Esse fato é particularmente importante no trabalho remoto. Ficamos distantes de qualquer “leitura” sobre o nosso desempenho. Diversos autores já comprovaram que para as pessoas conseguirem progredir elas precisam receber feedbacks sobre seu desempenho e sua proximidade com os acertos.
É aquela minha velha frase: Qual a nossa expectativa após a prova? Ora, a nota, isto é, o feedback!
Outro aspecto é que a nossa autoimagem recebe muita influência em como as outras pessoas nos veem.
Em suma, é um grande desafio e sei que não podemos depender, apenas, das nossas chefias e de seus feedbacks. Também não é fácil para eles!

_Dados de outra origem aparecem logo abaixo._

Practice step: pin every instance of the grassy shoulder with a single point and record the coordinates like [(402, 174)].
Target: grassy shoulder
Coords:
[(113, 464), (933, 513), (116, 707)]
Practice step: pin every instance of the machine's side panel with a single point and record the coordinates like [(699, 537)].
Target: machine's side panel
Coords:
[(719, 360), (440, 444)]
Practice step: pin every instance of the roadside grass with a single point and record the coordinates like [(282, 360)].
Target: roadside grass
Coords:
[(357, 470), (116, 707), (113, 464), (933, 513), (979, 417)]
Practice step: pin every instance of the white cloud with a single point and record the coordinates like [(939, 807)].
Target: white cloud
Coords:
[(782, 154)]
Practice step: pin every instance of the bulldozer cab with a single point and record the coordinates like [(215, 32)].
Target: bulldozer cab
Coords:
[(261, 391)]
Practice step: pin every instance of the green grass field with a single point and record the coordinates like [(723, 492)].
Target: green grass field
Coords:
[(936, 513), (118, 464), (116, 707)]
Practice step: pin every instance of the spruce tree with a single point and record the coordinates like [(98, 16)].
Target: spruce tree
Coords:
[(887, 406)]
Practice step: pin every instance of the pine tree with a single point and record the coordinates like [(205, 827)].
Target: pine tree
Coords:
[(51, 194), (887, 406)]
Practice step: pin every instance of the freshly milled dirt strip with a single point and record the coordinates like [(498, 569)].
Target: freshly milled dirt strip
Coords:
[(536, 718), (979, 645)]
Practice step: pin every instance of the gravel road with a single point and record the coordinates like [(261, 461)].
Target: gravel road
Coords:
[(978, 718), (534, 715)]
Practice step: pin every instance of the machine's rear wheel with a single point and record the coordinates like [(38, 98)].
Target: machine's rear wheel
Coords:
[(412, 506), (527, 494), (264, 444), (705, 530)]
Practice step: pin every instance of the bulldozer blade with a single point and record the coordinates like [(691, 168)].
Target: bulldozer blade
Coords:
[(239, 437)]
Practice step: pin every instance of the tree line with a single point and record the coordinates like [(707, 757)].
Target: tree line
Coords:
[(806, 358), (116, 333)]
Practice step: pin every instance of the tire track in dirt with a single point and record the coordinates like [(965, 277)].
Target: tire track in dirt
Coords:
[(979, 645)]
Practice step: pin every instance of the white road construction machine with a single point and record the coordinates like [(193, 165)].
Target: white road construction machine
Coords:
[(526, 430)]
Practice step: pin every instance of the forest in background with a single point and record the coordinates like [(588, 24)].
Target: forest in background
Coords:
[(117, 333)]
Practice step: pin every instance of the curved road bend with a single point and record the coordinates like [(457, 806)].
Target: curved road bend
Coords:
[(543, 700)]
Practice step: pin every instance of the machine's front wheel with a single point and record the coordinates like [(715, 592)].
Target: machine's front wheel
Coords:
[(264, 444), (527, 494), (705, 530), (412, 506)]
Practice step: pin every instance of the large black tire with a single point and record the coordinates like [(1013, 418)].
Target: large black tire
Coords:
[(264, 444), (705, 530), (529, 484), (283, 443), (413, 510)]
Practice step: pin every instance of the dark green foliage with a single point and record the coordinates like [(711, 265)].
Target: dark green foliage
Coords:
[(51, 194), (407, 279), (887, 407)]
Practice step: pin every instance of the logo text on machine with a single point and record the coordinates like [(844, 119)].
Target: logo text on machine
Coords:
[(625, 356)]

Por isso precisamos adotar algumas posturas como, por exemplo:
- Da mesma maneira que podemos construir “cenários negativos” também podemos buscar, na memória, fatos que promovam nosso auto reconhecimento de competências e valores. Afinal não estamos na posição em que nos encontramos apenas por acaso. Muita coisa boa foi feita durante o caminho. Essas lembranças irão determinar nossa “defesa” ás perspectivas negativas que imaginamos. Isso irá permitir maior equilíbrio na nossa percepção dos fatos. Essa ação não tem a expectativa de criar um “sentimento falso de otimismo”. Estamos apenas pedindo que Vc dê tanta importância aos seus pontos positivos como dá para os outros pontos. Evidentemente é fundamental analisar a realidade de maneira a mais equilibrada possível. Por isso mesmo é importante manter o equilíbrio entre as pressões a que estamos expostos. Não permita que a ansiedade interfira na sua lógica de análise.

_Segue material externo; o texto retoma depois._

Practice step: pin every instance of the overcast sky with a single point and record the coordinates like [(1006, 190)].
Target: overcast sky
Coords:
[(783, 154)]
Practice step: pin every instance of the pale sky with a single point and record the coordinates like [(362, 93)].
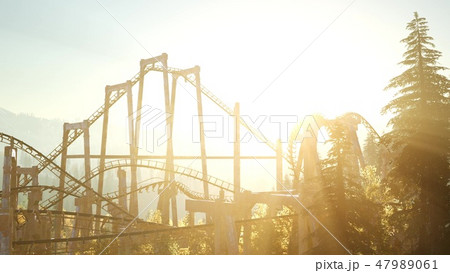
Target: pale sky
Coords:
[(57, 56)]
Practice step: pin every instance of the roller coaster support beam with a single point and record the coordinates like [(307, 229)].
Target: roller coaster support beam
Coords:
[(122, 175), (237, 152), (225, 235), (9, 200), (196, 72), (85, 203), (168, 196), (279, 159)]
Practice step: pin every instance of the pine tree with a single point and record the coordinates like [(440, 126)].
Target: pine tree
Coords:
[(420, 142)]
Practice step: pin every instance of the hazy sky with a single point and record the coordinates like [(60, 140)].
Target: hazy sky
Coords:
[(57, 56)]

- Na dúvida pergunte. Lógico! Se algo incomoda ou traz insegurança é determinante que se busque um pouco mais de clareza sobre a questão. É fator de produtividade, de engajamento, de espaço para a criatividade e melhores resultados. Por isso é quase que uma obrigação. Ficou em dúvida? Pergunte. A resposta pode até não ser suficiente, mas Você está tentando cumprir com seu melhor posicionamento. E está dando sinais da necessidade de melhores referências.
- Vamos aproveitar a tecnologia. Vamos fazer contatos. Converse com colegas de trabalho, amigos, etc. Sugiro utilizar mais o telefone do que a mídia social ou outro meio apenas escrito. Falar, ouvir a voz e a entonação do outro aproxima um pouco mais. E talvez Vc tenha menos dor na articulação dos dedos. Use as alternativas de vídeos-chamadas para isso. Aproxime-se.
- E lembre-se, Vc não está sozinho nessa questão. Assim como Vc muitos outros enfrentam problemas semelhantes. Sem dúvida o seu problema é único, mas a experiência de outros pode ajuda-lo a pensar de forma mais global. Lembre-se da frase de Jung. “A solidão é perigosa, viciante”. Lute contra essa tendência de isolar-se. Busque alternativas. Siga a melhor conduta para o trabalho remoto, mas aproveite os horários em que Vc não está trabalhando. Tenha vida social. Converse. Faça planos e procure coloca-los em prática já. Não espere as coisas melhorarem. Sua saúde mental não pode esperar que a situação melhore. Vc precisa fazer já.
Vamos aproveitar as oportunidades que a tecnologia nos oferece, mas vamos manter firme o nosso propósito de viver a nossa vida com o máximo de humanidade e convívio. Somos animais sociais e precisarmos preservar a nossa essência.